June 25th, 2007 at 9:11 am
Hi mzkukuro, Here r my own ideas, Salve & others may have better things to say, though.
Skip (b) educ plans! substitute it w/ bond funds (safe) or balanced funds (more aggressive), build it up for next 10 yrs or so, and keep it till your child gets to college. I recommend BDO to friends for UITF, and so far so good. Same strategy to get used to saving in UITF for other purposes e.g. retirement.
For (a) house F Colayco’s book suggests budgeting for 150% of your estimated costs, so you don’t get caught unprepared for those nasty expense overruns! Good you’re conservative, given that OFW income is uncertain, finance your house w/ savings plus however much Pag-ibig is willing to loan you.
Better ideas, anyone?
June 24th, 2007 at 7:48 pm
Hi AngieV, the typical illustration of guaranteed 12% compound interest for 40 yrs, and labeling it “compounded”, is really a creation of the human mind rather than reality. In the real world there is no certainty in investing. Stock and bond prices could fall, 10% bond coupons can be reinvested at just 3%, new taxes are proposed, governments collapse, etc. Compounding simply means rolling over past interest or capital gains and hoping for the best in the future! Your “specific goals” comments makes perfect sense, though.
One other good trait common to fin indep people: the willingness to understand and take risks in pursuit of better returns.

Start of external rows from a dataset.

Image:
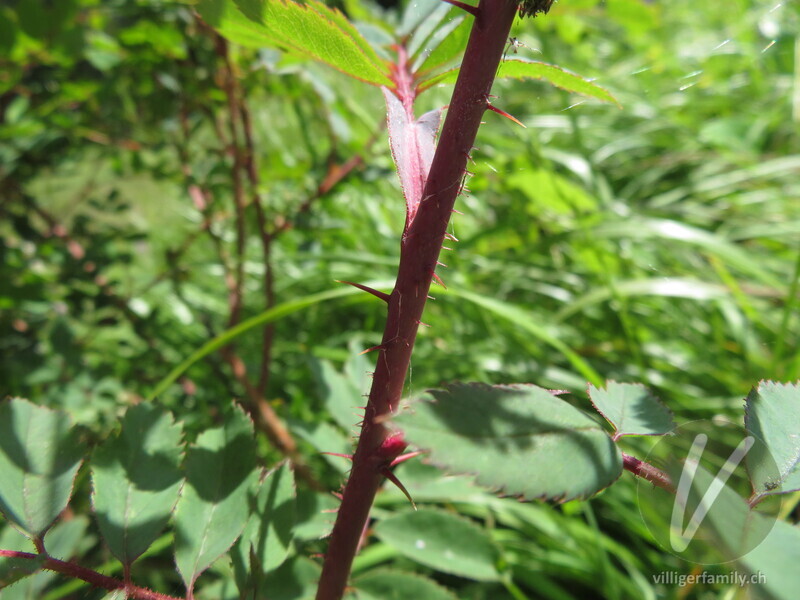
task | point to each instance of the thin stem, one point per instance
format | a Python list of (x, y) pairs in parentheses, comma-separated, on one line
[(647, 471), (92, 577), (788, 310), (420, 248)]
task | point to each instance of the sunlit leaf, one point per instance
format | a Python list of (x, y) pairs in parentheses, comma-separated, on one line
[(310, 30), (443, 541), (631, 409), (214, 507), (519, 68), (773, 415), (519, 439), (40, 453), (136, 478), (396, 585)]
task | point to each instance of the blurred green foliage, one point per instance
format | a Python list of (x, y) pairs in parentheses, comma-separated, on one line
[(659, 242)]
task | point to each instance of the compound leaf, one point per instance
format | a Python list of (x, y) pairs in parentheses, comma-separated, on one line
[(520, 439)]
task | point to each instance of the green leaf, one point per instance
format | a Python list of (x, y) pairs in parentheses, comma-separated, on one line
[(519, 68), (631, 409), (445, 45), (310, 30), (396, 585), (772, 414), (443, 541), (527, 322), (267, 538), (40, 453), (774, 563), (136, 479), (293, 580), (13, 569), (214, 508), (520, 439)]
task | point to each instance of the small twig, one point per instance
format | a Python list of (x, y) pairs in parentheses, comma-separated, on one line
[(268, 421), (647, 471)]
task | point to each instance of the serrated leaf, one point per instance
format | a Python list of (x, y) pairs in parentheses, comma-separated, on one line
[(520, 439), (413, 143), (444, 541), (772, 414), (294, 580), (310, 30), (136, 479), (396, 585), (267, 538), (40, 453), (214, 507), (631, 409), (519, 68)]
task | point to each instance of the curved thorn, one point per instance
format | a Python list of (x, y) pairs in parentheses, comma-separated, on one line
[(378, 347), (473, 10), (503, 113), (347, 456), (391, 477), (405, 457), (377, 293)]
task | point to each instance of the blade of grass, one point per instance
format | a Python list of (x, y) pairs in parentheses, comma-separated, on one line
[(269, 316)]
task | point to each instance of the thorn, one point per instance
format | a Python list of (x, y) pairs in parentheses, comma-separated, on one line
[(391, 477), (504, 114), (347, 456), (368, 350), (378, 294), (473, 10), (558, 392), (405, 457)]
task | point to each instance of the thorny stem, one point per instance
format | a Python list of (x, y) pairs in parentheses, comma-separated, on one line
[(420, 249), (93, 577)]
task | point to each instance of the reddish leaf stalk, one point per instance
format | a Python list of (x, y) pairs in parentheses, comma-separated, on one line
[(647, 471), (420, 248), (92, 577)]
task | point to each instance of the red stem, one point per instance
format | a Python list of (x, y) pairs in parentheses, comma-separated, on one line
[(420, 249), (92, 577), (647, 471)]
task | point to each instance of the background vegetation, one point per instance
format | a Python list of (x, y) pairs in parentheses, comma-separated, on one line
[(658, 243)]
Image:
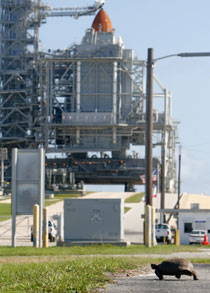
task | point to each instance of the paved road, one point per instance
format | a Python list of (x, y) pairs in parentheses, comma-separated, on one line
[(149, 283)]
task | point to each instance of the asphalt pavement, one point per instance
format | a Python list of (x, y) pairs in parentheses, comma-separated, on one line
[(149, 283)]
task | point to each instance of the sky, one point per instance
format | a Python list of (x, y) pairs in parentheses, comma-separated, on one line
[(169, 27)]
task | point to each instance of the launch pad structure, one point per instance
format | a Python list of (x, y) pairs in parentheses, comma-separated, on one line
[(86, 102)]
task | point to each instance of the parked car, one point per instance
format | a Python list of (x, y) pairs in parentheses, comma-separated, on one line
[(52, 232), (163, 231), (197, 236)]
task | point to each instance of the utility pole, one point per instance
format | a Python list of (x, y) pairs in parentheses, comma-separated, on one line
[(162, 202), (149, 127), (179, 176)]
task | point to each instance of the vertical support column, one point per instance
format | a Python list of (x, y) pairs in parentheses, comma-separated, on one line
[(78, 85), (45, 227), (149, 127), (2, 171), (42, 189), (77, 136), (114, 133), (153, 228), (148, 226), (60, 227), (162, 203), (114, 106), (36, 226), (78, 98), (14, 192)]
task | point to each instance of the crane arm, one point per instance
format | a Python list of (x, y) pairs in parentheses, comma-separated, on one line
[(73, 11)]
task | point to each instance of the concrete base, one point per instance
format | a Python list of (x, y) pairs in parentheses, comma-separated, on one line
[(89, 243)]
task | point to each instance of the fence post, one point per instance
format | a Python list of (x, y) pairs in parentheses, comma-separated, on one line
[(148, 226), (154, 242), (45, 227), (36, 226)]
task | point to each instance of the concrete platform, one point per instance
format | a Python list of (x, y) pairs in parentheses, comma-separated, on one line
[(88, 243)]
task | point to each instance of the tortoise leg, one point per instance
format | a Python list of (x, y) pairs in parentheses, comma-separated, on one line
[(189, 273), (160, 276)]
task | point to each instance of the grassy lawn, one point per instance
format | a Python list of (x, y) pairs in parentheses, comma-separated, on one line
[(135, 198), (56, 269)]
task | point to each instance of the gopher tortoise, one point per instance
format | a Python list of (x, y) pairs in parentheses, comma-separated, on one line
[(174, 267)]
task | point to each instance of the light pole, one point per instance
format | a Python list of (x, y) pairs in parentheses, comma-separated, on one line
[(149, 119)]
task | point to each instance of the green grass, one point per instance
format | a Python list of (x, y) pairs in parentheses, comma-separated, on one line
[(5, 211), (73, 276), (135, 198), (56, 269)]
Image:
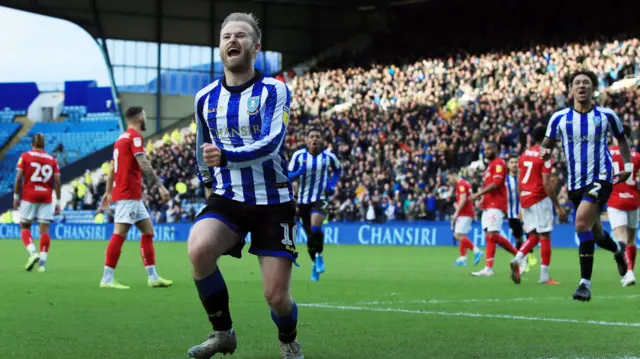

June 23rd, 2007 at 1:59 pm
hachiko. i’m an OCW since last year earning $5k net per month. future plans: a.build a house; b.get educational plan for my child; c.get a healthcare plan; d.buy a duplex real estate for rent (or something like that).
i dont have debts, but do have some amortization payments for lot and an insurance. i have started some investing: in mf and coop capital. i want to venture in stocks trading (but need to study on it first).
the problem i see is that i really want to accomplish building a house, but that will deplete my savings, which is what worries me coz as a contract worker, i’m not sure when my next contract will be or if i will ever get another contract. should i borrow money for the house? and invest my money instead?
help help! what do i have to do so i can accomplish my plans?
June 23rd, 2007 at 1:57 am
I am so happy for those people who can reture young because they started saving early on. For most of my working life, I have supported my family, paid off huge debts incurrent by dad who had a penchanbt of accumulating real estate in the provinces. Hence I only started saving when I was 32. I am 34 na… so 2 years ko pa lang na enjoy money ko and yet here I am a worry-wart for my future…. True there are whisps of regret in my statements but I am just thankful I am over paying all the debts and my family can now support themselves. Brother is now working and mom has a small stores which I put up for her… NOW it’s me time….
Since i was introduced to mutual funds, I have religiously invested… allloting strictly 20% of my net income. So far, I am very happy wirh the return.
I am just taking baby steps I know there a re a lot who are in the same boat as I am.
I guess the key is the desire to start, the nudge to go on and the courage to persist..
Ron
June 22nd, 2007 at 3:19 pm
edsmaya:
when i bought the index fund in 2004, psei was at 1700. the fund manager asked me, are you sure you want to buy? NAV is low and you’re the only one buying. i said i know that’s why i’m buying.
he said you know when the index was high, everybody was buying and they were all singing praises. now they’re all cursing us. i said don’t mind them, they’re just grouchy coz they lost their savings.
now the index is high and everybody’s singing praises again. i hope they won’t curse the poor fund manager.